Throughout this book we are met with examples of intermarriage between the royal houses of Celtic and Anglo-Saxon kingdoms. One gets the impression that there wasn’t so great a segregation between Celts and Anglo-Saxons as older texts are likely to assume. Though he is only brought up briefly I feel at this point it is worth mentioning that one of the king’s of Wessex was named Caedwalla; this is an Anglicanization of Cadwallon which makes one think he had British ancestry or perhaps he was named after the Gwynedd king? Caedwalla’s ancestor, the first king of Wessex had a British name (Cerdic) as did several other Wessex kings like Ceawlin and Cedda. Penda and his father Pybba also had British names and so too were Bernicia and Deira.  Perhaps in parts of England local elites managed to survive and adopted Germanic language just as in other regions Germans replaced elites completely and in other regions the local elites resisted Germanics completely. Interestingly a king of the British kingdom of Glywysin was St.
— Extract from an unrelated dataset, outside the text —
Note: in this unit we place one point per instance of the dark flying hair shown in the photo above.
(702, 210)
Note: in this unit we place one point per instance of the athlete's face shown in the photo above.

Tewdrig who may have been an Anglo-Saxon who converted to Christianity and adopted the Brythonic language (his name is believed to be a Brythonic version of the Germanic Theodoric). Adams suggests that British speakers may have been in the majority in Northumbria at least into Oswald’s reign (p. 178); perhaps they remained so even later.

Another area of intercourse between Celts and Anglo-Saxons beyond elite mingling was religion. Until the 7th century the majority of Anglo-Saxons were pagan but Christianity did make headway during the this time. It wasn’t long until it was firmly entrenched in English society. Adams notes how from Kent came the Roman rite, which Edwin converted to, but from Ireland came Ionan Christianity. I have taken to calling it Ionan Christianity due to importance of the Island of Iona as a holy site where many important saints were trained and also because Adams makes clear there was no Celtic Christianity as earlier writers have stated. The Britons followed their own form of Christianity which though similar to the Ionan variant in many ways was also quite unique. Sadly, we do not know too much about the various differences between Ionan and British Christianity let alone these two and mainstream Roman. It would seem that the wearing of the tonsure and the calculation of feast days were the biggest differences. However, Adams brings up the work of Richard Abels who found that Easter was celebrated on the same day by the Irish and Romans 19 times. This means differences between the churches were not as extreme as Bede and others would have us believe (p. 310).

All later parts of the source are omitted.